Tuesday, 11 May 2010

Golden Czech Hands

"Zlaté české ruce" (Czech golden hands) is a phrase you will hear in the Czech Republic. It refers to the national belief that the Czechs are great craftsmen and engineers. Whilst it is true that the Czechs do indeed have some very fine craftsmen, it is also true that many old skills are in decline.

More annoyingly it is often applied by Czech men to themselves regardless of skill level. As this is linked to the national identity a non-Czech needs to tread with care when challenging it. Under the Communist era a high level of DIY self help was required - if you wanted something, often the only way to get it was to make it with whatever materials you could get your hands on. This led to some fine examples of ingenuity and inventiveness, but it also led to some wonderful examples of Heath Robinson construction.

I came across a good example of this on the northern shores of Lake Lipno. Look closely at these fishing punts and you will see that some zlaté české ruce have nailed plastic garden chairs to the boats to create more comfortable seating. Another boat owner further along the shore had even used a swivelling office chair to afford 360 degree fishing.

Wednesday, 5 May 2010


On Witches' Night we experienced Czech music in all its infinite variety. First we attended the maypole erection in the Eggenberg Brewery Gardens (Cesky Krumlov). There we were treated to traditional folk music - with bagpipes, horns and violins, pleasant enough but rather oompahish (the German influence showing methinks) - and then to a rock band called sandvic (sandwich) , made up of some very serious local secondary school kids. The band was too much noise for my taste and so we fled.

Later we made our way to the Gypsy Tavern (Cikanska Jizba) where the local gypsy band was playing. The video above is of the same band in the same tavern - sadly not my creation it is from youtube, thanks to pashkapushka for uploading. Just click on the arrow to play the video. Here was wonderful music with rhythm and soul, so much so that it was hardly possible to stay still in one's seat. The Friday night gig at the Tavern is undoubtedly the best in town. I recommend it.

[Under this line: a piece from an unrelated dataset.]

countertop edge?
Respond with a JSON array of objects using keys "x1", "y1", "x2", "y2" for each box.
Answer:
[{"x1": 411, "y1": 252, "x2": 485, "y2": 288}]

Sadly we had the late night bus to catch and so had to leave before the end of the set. In Horice Na Sumave the villagers were celebrating the night around the bonfire, having erected a maypole at least twice the size of Krumlov's. Music was playing - more oompah. Then as we walked up the unlit hill the music got totally surreal, as the local oompah band took on first the Birdy Song and then Zorba's Dance.

Monday, 3 May 2010


Although May 1st is the official bank holiday, the real day for celebrations in the Czech Republic is Witches Night the day before. This is the night when all over the Czech Republic villages raise their maypoles, when bonfires are lit, witches burnt (well images anyway) and women jump over the flames to improve their fertility. This is the celtic festival of Beltane in fact and so much more preferable to Mayday itself with all its communist connotations.

Here in Cesky Krumlov the maypole was erected in the Eggenberg Brewery Gardens. The maypole was a tall fir tree stripped of all but its topmost branches and decorated by paper streamers - added by local maidens in traditional clothes assisted by many small children. The final touch was, in true Czech style, a bottle of slivovice. This was very much a Czech and local occasion, hardly any tourists made their way to the site. The gardens were full of Czech families, enjoying local bands on the main stage, drinking beer, cooking sausages on the bonfire, and looking at the stalls set up by local community groups.

As I took the late bus home to Horice Na Sumave surrounded by happy Czechs, I could not help thinking what a good idea it was to have a state bank holiday on the day after Witches Night, we were all going to need a lie-in to recover from the festivities.